Silicon photovoltaic cells show a significant reduction in maximum power output (Pmax) and conversion efficiency with higher values of solar cell temperature. To evaluate (Pmax) tracking capabilities of photovoltaic modules, it is necessary to investigate the operating temperature of the photovoltaic modules and other environmental factors.

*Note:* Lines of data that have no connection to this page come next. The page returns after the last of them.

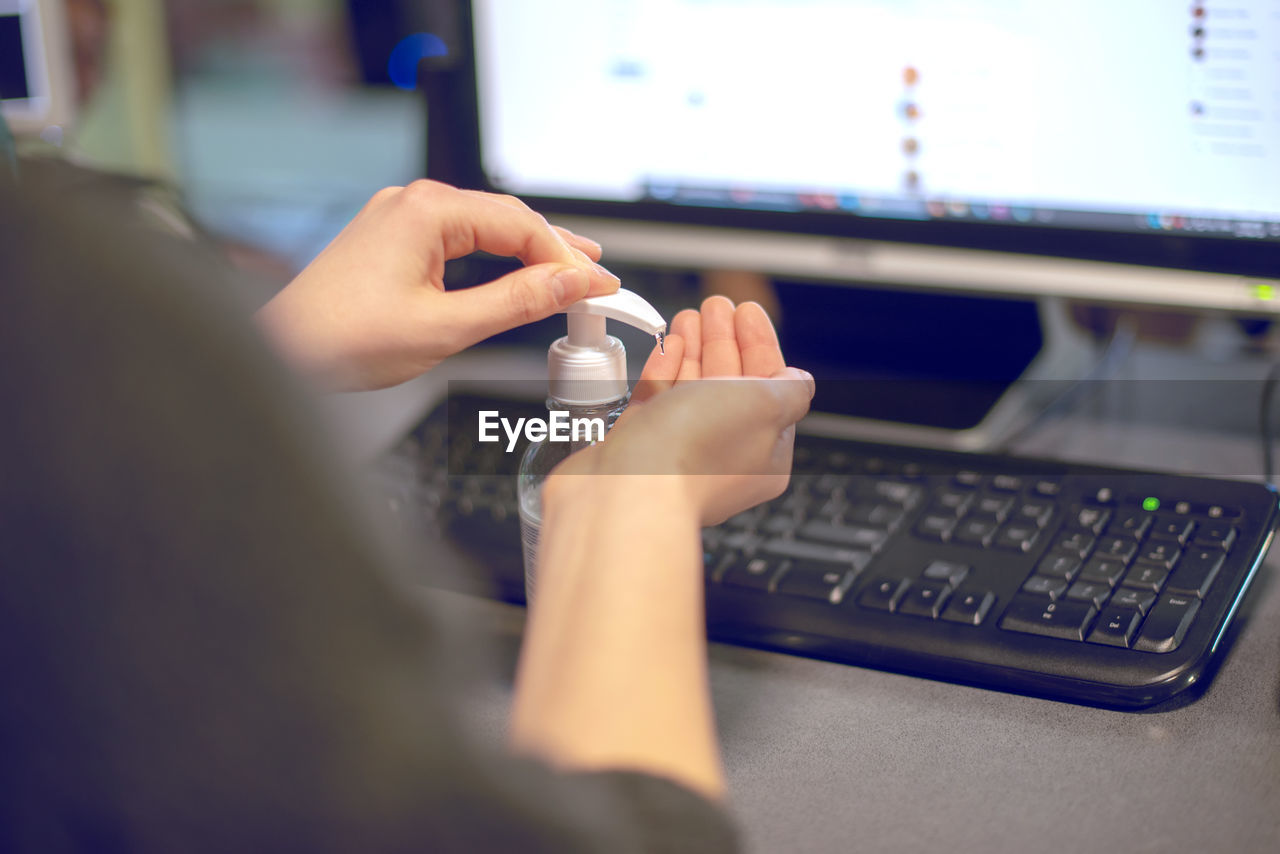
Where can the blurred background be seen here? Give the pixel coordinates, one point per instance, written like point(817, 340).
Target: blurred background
point(277, 118)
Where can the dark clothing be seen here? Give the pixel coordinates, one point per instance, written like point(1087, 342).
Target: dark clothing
point(204, 642)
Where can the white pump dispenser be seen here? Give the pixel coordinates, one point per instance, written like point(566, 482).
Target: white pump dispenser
point(589, 366)
point(588, 378)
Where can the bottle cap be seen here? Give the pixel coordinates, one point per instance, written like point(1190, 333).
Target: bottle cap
point(589, 366)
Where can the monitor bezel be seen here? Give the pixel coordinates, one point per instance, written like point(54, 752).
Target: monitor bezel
point(53, 85)
point(1249, 257)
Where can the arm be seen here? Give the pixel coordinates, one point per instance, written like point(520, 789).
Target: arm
point(613, 670)
point(371, 309)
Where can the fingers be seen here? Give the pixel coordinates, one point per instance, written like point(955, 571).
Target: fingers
point(721, 356)
point(757, 341)
point(584, 245)
point(520, 297)
point(469, 220)
point(689, 325)
point(792, 388)
point(661, 370)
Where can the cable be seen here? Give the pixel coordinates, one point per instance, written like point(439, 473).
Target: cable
point(1115, 350)
point(8, 147)
point(1269, 386)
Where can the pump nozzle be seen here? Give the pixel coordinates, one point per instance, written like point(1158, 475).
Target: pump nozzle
point(589, 365)
point(626, 306)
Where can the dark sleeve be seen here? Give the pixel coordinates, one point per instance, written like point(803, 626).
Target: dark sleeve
point(204, 643)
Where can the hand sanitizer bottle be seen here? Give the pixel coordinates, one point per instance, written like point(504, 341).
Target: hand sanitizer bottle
point(586, 393)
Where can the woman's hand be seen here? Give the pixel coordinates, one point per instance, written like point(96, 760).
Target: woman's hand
point(730, 435)
point(371, 309)
point(613, 666)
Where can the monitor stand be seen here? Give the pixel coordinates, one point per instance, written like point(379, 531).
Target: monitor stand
point(927, 368)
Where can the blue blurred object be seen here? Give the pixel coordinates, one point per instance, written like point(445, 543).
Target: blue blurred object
point(402, 64)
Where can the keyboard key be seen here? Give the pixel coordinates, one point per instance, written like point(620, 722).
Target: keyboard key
point(1059, 566)
point(1168, 622)
point(897, 493)
point(946, 571)
point(1159, 552)
point(1196, 571)
point(1045, 585)
point(1104, 570)
point(1115, 626)
point(883, 594)
point(1219, 535)
point(778, 524)
point(717, 565)
point(1078, 543)
point(935, 528)
point(1133, 524)
point(1006, 483)
point(1037, 616)
point(924, 599)
point(1034, 511)
point(951, 501)
point(1088, 517)
point(1089, 592)
point(1144, 576)
point(741, 540)
point(1219, 511)
point(1119, 548)
point(1018, 537)
point(851, 535)
point(993, 506)
point(1132, 598)
point(1047, 488)
point(754, 574)
point(1175, 528)
point(886, 516)
point(816, 581)
point(801, 551)
point(976, 531)
point(969, 608)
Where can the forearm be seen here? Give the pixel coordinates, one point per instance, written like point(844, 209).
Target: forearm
point(613, 667)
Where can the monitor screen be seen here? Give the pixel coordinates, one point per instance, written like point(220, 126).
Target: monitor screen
point(35, 71)
point(1142, 132)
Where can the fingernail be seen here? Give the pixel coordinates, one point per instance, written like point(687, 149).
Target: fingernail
point(809, 380)
point(568, 286)
point(606, 273)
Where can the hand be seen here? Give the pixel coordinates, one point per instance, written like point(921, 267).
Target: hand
point(728, 435)
point(371, 309)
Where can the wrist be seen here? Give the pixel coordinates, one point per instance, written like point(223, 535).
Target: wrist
point(620, 497)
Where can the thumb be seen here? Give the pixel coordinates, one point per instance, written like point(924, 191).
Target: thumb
point(522, 296)
point(794, 389)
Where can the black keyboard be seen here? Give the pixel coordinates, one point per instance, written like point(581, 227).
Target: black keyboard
point(1080, 583)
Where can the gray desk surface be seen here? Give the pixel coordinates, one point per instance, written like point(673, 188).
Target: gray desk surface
point(824, 757)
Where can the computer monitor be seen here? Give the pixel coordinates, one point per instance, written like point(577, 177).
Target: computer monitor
point(1111, 151)
point(36, 78)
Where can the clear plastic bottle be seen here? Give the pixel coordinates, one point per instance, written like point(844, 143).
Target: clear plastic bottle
point(539, 459)
point(588, 379)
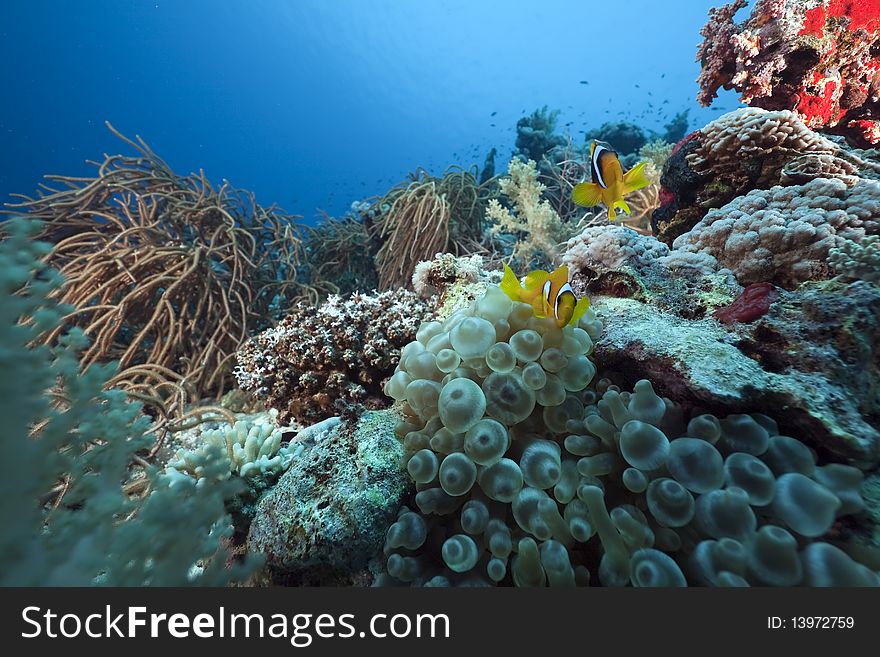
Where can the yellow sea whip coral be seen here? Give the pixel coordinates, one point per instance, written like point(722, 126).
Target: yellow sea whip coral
point(166, 274)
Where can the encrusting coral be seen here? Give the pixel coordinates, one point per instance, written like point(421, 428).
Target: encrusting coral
point(424, 216)
point(315, 359)
point(325, 519)
point(531, 217)
point(528, 475)
point(164, 273)
point(818, 59)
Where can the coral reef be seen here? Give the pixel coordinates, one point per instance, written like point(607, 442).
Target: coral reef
point(818, 59)
point(455, 281)
point(754, 302)
point(425, 216)
point(341, 255)
point(165, 274)
point(745, 150)
point(617, 261)
point(534, 134)
point(857, 260)
point(482, 383)
point(252, 446)
point(315, 359)
point(532, 218)
point(68, 520)
point(324, 521)
point(527, 475)
point(783, 235)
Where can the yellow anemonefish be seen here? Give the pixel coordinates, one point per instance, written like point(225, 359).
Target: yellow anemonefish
point(609, 184)
point(549, 295)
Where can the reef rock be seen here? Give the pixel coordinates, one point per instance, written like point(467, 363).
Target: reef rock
point(315, 361)
point(815, 372)
point(818, 58)
point(745, 150)
point(326, 518)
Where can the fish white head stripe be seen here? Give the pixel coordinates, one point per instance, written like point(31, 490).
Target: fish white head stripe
point(596, 152)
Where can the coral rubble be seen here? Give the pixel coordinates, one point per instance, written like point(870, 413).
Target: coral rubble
point(316, 358)
point(325, 519)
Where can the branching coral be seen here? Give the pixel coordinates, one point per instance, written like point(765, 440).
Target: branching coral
point(532, 217)
point(744, 150)
point(426, 216)
point(783, 235)
point(317, 359)
point(529, 476)
point(816, 58)
point(165, 274)
point(340, 255)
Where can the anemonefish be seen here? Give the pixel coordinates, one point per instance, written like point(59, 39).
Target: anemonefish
point(609, 184)
point(549, 295)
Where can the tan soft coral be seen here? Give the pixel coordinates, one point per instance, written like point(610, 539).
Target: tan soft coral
point(535, 219)
point(783, 235)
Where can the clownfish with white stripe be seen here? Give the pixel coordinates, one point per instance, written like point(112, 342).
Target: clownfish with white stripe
point(549, 294)
point(610, 184)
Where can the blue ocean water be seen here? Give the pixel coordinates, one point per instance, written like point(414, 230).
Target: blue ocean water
point(318, 103)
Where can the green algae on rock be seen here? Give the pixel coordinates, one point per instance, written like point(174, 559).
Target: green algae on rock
point(326, 518)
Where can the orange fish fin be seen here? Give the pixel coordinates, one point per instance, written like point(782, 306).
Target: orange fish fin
point(510, 284)
point(635, 178)
point(586, 194)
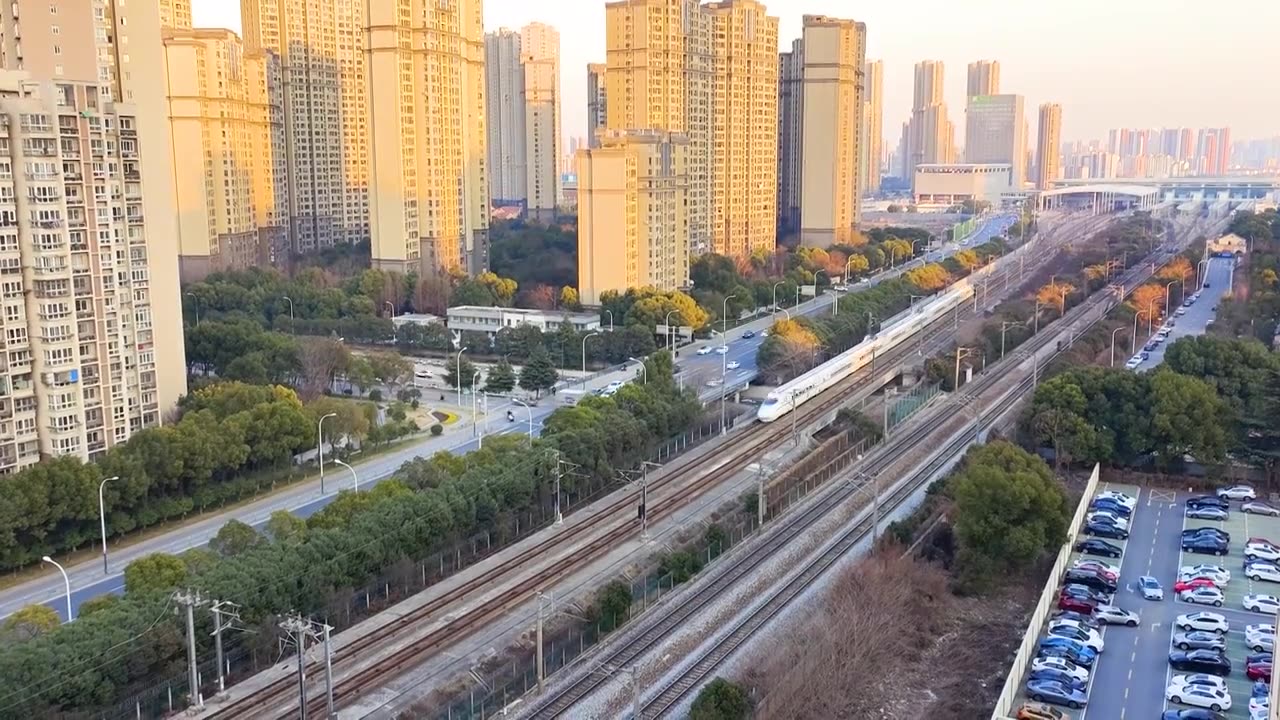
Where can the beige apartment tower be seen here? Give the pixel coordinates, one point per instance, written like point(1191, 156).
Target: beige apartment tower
point(1047, 145)
point(229, 199)
point(632, 222)
point(323, 105)
point(429, 205)
point(597, 103)
point(873, 99)
point(983, 78)
point(830, 155)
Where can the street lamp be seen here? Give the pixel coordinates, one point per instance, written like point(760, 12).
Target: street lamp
point(475, 415)
point(525, 405)
point(644, 370)
point(101, 516)
point(584, 350)
point(320, 445)
point(67, 583)
point(355, 478)
point(457, 370)
point(1114, 345)
point(195, 306)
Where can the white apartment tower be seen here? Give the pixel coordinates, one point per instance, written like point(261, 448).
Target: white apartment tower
point(323, 101)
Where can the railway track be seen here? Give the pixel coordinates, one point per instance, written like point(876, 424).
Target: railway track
point(677, 689)
point(685, 483)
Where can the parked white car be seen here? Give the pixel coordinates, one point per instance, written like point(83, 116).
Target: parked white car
point(1261, 551)
point(1258, 602)
point(1211, 621)
point(1112, 615)
point(1064, 665)
point(1200, 696)
point(1258, 507)
point(1216, 573)
point(1238, 492)
point(1261, 570)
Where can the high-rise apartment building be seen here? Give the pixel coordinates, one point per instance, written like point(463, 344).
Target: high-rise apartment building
point(790, 132)
point(632, 214)
point(831, 90)
point(1048, 145)
point(983, 78)
point(323, 103)
point(708, 72)
point(430, 206)
point(996, 132)
point(873, 99)
point(92, 314)
point(597, 103)
point(504, 114)
point(542, 106)
point(932, 135)
point(229, 190)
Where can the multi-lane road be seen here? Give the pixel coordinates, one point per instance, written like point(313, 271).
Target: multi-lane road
point(88, 580)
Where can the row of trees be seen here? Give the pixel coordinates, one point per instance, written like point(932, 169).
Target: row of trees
point(228, 437)
point(799, 343)
point(118, 646)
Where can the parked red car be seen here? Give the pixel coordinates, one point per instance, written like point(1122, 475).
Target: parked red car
point(1193, 583)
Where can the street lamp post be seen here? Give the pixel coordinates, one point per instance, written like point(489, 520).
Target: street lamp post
point(588, 336)
point(355, 478)
point(67, 583)
point(101, 516)
point(1114, 345)
point(320, 445)
point(530, 410)
point(195, 306)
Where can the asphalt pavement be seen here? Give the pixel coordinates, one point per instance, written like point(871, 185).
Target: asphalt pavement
point(88, 580)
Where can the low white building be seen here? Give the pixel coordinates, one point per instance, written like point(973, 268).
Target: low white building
point(484, 319)
point(940, 186)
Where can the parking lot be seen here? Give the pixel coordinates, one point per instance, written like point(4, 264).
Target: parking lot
point(1129, 678)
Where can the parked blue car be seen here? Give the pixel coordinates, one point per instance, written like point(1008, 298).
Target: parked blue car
point(1056, 693)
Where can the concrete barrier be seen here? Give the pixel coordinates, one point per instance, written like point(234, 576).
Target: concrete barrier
point(1043, 606)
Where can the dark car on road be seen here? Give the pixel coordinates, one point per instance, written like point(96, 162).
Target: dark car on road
point(1200, 661)
point(1205, 545)
point(1098, 547)
point(1105, 531)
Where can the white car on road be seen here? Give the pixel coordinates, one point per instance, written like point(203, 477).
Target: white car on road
point(1216, 573)
point(1238, 492)
point(1258, 507)
point(1258, 602)
point(1061, 665)
point(1200, 696)
point(1261, 551)
point(1261, 570)
point(1202, 596)
point(1211, 621)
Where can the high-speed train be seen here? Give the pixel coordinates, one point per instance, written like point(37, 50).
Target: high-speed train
point(789, 396)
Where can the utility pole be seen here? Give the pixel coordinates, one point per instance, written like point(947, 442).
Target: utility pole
point(225, 615)
point(190, 600)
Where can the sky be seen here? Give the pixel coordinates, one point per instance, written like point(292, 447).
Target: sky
point(1109, 63)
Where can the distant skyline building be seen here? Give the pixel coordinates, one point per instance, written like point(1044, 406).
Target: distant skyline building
point(1048, 145)
point(873, 100)
point(995, 132)
point(428, 137)
point(983, 78)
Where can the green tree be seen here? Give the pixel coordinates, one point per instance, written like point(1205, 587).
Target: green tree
point(156, 572)
point(502, 378)
point(721, 700)
point(30, 621)
point(1009, 511)
point(539, 372)
point(286, 527)
point(234, 538)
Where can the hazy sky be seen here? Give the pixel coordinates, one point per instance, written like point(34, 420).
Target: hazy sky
point(1109, 63)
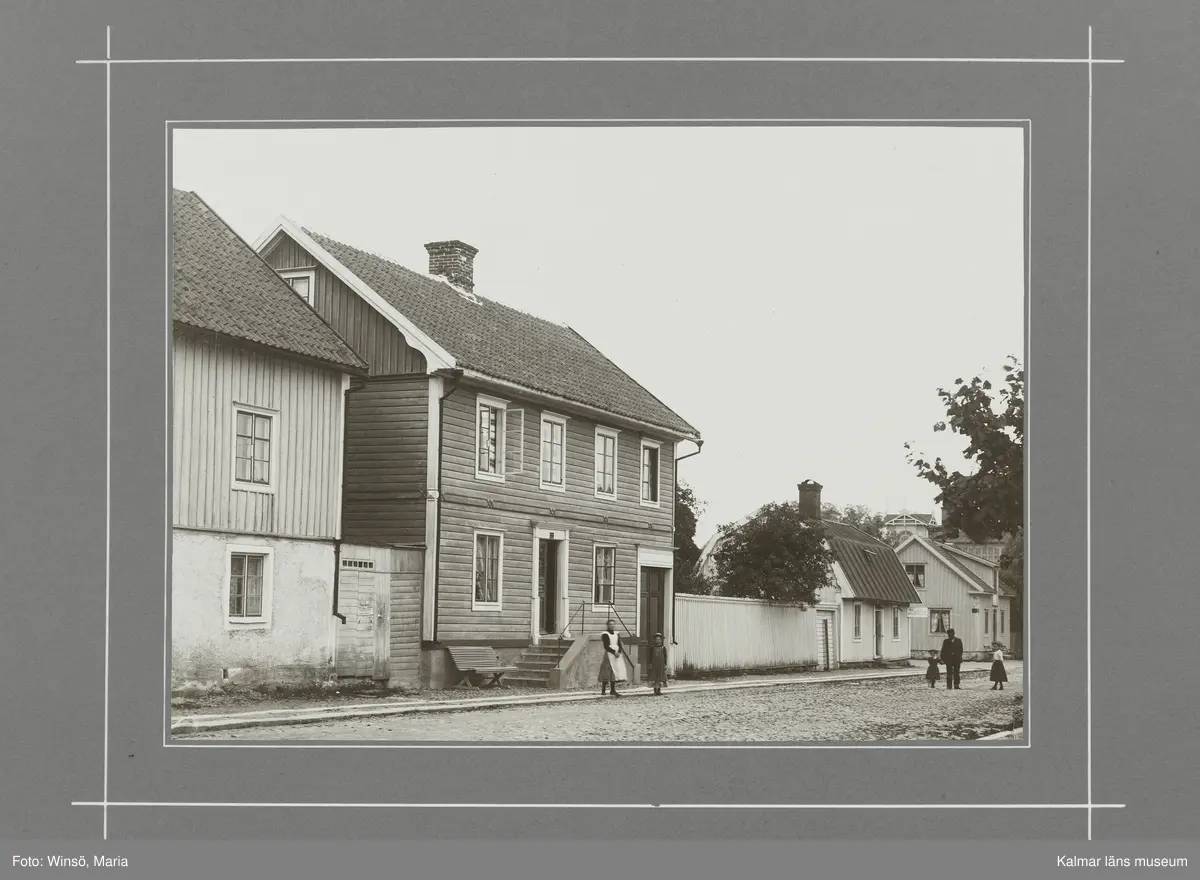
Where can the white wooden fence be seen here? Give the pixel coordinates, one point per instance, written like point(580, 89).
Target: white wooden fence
point(718, 633)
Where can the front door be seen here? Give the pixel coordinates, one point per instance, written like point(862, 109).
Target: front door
point(547, 585)
point(652, 614)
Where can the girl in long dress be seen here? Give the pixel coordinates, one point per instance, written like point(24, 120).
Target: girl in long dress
point(999, 675)
point(658, 664)
point(612, 665)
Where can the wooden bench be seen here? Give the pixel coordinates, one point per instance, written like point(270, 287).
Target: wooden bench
point(479, 662)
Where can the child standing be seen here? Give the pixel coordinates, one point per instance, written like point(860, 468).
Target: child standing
point(999, 675)
point(658, 671)
point(933, 672)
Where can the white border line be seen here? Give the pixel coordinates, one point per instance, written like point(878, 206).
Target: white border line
point(108, 388)
point(168, 742)
point(601, 806)
point(1089, 413)
point(606, 59)
point(108, 61)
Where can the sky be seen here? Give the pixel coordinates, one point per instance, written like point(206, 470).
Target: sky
point(798, 294)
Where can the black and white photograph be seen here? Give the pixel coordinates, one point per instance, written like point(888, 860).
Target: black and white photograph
point(688, 433)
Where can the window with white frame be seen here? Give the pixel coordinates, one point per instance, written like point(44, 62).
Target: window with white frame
point(606, 462)
point(651, 470)
point(489, 572)
point(490, 418)
point(252, 448)
point(604, 580)
point(247, 585)
point(939, 621)
point(303, 282)
point(553, 452)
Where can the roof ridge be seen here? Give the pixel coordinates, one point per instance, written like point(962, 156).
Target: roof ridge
point(439, 280)
point(355, 358)
point(624, 372)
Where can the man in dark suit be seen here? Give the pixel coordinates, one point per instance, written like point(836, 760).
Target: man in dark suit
point(952, 656)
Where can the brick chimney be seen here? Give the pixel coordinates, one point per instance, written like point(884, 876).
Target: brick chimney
point(454, 261)
point(810, 498)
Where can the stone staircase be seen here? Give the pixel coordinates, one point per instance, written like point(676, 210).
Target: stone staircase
point(535, 663)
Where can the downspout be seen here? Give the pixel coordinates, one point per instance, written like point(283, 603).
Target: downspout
point(337, 540)
point(675, 490)
point(456, 375)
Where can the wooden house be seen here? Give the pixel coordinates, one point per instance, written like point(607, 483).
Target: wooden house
point(905, 524)
point(863, 616)
point(960, 591)
point(258, 385)
point(537, 477)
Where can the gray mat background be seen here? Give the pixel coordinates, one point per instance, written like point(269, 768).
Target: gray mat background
point(52, 375)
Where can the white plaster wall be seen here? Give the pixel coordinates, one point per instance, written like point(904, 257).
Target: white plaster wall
point(298, 641)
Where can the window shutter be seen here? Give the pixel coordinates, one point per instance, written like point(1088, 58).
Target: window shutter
point(514, 441)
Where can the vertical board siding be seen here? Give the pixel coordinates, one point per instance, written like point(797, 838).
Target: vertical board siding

In this work a proposed neural network model (NN) using differential evolution optimization technique (NN-DE) is introduced as a powerful tool for modeling photovoltaic cell operating conditions. The photovoltaic cell operating temperature is also predicted so that to investigate the temperature effect and irradiance related behavior. Temperature and current of the tested photovoltaic cell at wide range of different operating conditions were investigated. The simulation results were compared favorably against those obtained using conventional regression trees model.
太阳能电池性能预测的混合神经网络模型
随着温度的升高,硅光伏电池的最大输出功率(Pmax)和转换效率显著降低。为了评估光伏组件的Pmax跟踪能力,有必要研究光伏组件的工作温度和其他环境因素。本文提出了一种基于差分进化优化技术(NN- de)的神经网络模型(NN),作为光伏电池运行状态建模的有力工具。预测了光伏电池的工作温度,从而研究了温度效应和辐照度相关行为。研究了被测光伏电池在大范围不同工作条件下的温度和电流。仿真结果与传统回归树模型的结果进行了比较。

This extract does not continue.